Driving demand for high-speed networks is streaming video and the integration of the internet into daily life, whether for business, school assignments, entertainment or for everyday chores from finding directions to a restaurant to online banking. By 2015, 55 percent of all global internet traffic is expected to be video with a clear trend toward video on demand (VOD) due to its increased personalisation and accessible pricing. To use the term coined by John D'Ambrosia, chair of the new IEEE 802.3 400Gb/s Ethernet Study Group, "We are facing an imminent bandwidth tsunami.
Every day, unexpected floods of exabyte traffic are washing over the 10G and 40G networks. Many operators and service providers are struggling to secure a spot on the "optical highlands" so that they will not be swept away and drowned by the tsunami.
By the end of the decade, 20 billion "smart" devices will be connected to the network with the bulk of that traffic expected to be in the Asia-Pacific region. In fact, many forward-looking carriers across the Asia Pacific region are moving quickly to deploy high speed optical networks to cope with the expected traffic.

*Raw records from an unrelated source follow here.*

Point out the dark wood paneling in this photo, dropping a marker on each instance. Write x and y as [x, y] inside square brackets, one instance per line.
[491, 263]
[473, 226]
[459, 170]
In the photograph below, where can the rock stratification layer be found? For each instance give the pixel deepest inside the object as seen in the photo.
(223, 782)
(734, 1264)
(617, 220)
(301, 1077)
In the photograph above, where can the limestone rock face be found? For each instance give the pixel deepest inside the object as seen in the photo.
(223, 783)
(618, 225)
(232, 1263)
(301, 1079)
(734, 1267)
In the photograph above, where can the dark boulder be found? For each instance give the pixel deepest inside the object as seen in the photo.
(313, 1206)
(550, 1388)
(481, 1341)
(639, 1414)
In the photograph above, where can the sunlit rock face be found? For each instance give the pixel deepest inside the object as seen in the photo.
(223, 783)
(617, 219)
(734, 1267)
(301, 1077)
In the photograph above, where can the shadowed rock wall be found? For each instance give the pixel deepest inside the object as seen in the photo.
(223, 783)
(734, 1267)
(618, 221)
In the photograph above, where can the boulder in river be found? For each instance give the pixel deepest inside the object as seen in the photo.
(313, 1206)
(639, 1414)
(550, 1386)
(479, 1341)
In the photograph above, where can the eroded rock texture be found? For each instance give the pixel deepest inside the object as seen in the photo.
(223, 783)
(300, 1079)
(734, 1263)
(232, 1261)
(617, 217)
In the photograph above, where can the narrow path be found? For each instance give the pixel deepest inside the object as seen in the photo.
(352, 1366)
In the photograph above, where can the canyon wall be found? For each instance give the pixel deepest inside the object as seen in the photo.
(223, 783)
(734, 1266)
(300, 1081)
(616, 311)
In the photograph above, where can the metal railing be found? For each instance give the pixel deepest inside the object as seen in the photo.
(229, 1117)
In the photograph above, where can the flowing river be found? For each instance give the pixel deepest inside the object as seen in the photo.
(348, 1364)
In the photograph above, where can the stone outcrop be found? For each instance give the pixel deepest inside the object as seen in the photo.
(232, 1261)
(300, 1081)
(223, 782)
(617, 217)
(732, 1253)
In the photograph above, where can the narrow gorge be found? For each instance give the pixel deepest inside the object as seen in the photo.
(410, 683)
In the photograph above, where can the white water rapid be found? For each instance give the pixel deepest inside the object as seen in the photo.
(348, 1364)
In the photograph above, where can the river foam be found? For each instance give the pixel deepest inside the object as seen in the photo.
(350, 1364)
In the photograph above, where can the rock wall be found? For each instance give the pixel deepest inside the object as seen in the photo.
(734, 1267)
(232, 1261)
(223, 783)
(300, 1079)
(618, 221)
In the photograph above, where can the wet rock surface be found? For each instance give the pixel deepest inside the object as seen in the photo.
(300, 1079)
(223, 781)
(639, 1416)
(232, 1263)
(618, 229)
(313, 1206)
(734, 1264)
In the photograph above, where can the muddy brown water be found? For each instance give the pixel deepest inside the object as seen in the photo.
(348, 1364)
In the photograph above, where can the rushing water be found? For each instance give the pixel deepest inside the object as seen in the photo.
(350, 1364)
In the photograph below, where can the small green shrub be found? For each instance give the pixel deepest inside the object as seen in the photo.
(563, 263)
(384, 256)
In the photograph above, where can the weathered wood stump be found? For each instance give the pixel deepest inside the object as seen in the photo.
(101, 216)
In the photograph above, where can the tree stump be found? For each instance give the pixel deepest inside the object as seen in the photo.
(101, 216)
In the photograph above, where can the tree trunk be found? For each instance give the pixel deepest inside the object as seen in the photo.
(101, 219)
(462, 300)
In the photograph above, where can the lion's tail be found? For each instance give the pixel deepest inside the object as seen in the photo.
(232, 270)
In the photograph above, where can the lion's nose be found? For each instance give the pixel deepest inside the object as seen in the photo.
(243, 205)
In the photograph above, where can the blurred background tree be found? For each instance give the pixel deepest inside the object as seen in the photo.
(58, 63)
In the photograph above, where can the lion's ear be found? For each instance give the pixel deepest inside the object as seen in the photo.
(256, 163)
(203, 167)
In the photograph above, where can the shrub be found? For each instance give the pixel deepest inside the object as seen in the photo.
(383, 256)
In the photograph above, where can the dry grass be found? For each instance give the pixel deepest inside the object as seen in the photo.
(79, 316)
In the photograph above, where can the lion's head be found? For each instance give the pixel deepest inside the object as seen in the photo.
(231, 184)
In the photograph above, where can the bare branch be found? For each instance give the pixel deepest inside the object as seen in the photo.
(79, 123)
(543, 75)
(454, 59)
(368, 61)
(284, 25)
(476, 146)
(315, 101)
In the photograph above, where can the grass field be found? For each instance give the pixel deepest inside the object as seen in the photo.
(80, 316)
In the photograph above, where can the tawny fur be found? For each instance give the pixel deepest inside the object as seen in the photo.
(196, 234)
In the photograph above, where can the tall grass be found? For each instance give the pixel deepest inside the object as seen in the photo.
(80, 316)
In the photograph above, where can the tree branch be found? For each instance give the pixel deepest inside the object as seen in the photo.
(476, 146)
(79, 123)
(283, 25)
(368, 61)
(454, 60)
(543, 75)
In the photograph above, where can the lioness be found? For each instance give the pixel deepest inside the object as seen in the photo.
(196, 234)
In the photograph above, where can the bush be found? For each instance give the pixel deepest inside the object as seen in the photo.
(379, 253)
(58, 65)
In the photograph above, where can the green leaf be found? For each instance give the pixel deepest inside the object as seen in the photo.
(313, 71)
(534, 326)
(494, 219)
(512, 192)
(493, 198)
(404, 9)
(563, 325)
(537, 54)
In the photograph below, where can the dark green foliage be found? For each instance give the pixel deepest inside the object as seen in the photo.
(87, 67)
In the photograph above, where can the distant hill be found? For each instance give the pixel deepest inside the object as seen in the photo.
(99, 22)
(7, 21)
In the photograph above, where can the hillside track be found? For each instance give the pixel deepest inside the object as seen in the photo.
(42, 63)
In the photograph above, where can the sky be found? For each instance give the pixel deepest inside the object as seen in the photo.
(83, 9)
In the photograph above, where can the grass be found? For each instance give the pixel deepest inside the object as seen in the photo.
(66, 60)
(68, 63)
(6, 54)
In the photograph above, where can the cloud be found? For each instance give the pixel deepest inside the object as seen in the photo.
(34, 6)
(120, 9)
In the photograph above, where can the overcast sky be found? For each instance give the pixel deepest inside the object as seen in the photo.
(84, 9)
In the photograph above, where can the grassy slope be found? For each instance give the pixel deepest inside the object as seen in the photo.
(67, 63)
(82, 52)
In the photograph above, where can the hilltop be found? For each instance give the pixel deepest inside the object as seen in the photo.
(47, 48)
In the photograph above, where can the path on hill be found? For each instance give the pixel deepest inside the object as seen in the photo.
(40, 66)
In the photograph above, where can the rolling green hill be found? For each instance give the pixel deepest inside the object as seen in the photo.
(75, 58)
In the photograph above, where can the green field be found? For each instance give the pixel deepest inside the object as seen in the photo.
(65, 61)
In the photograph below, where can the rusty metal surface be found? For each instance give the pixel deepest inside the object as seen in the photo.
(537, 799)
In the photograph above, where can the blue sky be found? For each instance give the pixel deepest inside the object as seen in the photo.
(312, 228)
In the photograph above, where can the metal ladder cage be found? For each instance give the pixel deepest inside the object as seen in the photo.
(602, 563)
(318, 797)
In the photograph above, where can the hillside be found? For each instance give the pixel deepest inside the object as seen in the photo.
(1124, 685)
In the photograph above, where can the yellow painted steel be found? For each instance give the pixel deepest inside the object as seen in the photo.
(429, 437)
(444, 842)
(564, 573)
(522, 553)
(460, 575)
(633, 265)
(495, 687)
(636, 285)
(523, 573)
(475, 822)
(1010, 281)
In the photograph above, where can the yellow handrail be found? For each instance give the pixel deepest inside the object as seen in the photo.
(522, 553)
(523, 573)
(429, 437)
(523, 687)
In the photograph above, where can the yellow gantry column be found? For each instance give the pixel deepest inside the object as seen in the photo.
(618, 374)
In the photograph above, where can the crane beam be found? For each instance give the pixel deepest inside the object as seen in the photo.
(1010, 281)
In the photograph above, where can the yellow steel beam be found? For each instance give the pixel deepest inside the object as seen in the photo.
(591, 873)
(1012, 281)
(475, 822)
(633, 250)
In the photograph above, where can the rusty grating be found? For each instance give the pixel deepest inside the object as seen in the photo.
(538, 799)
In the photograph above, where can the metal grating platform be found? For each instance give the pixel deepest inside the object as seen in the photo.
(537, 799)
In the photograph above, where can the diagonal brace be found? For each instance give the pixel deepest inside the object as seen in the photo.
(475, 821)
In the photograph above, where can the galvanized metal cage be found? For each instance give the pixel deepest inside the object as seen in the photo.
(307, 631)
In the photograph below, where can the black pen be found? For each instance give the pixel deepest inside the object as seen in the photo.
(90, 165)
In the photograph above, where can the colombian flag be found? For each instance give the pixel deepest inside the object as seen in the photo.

Across the region, service providers are now starting the move from 40G to 100G. At the heart of the 100G revolution, we are starting to see a gradual change of operators' perception towards transport networks, from a cost centre to an easy-to-manage revenue enabler. Last year likely saw 40G shipments peak worldwide, led by demand in Japan and China. In 2013, however, Chinese service providers—China Mobile, China Telecom and China Unicom—began the move to 100G networks.
Deployments are not limited to China. Several ASEAN markets are also taking advantage of 100G's lightning fast technology. On the high-end of the spectrum, for instance, we've seen Epsilon in Singapore, the largest global network exchange, moving to 100G.
With an aim to significantly increase capacity and flexibility, Epsilon is deploying 100G to meet the ever higher expectations of close to 500 carriers and service providers worldwide. It is important to note that each of its carrier subscribers also shares a need to address acute demands from their own enterprise customers for advanced services such as high-definition video, high-speed Internet access, and voice-over-IP content delivery networks. Building upon its existing WDM-based infrastructure, Epsilon has turned to a converged optical and IP solution that allows enterprise networks to expand capacity to 100G and even 400G down the road.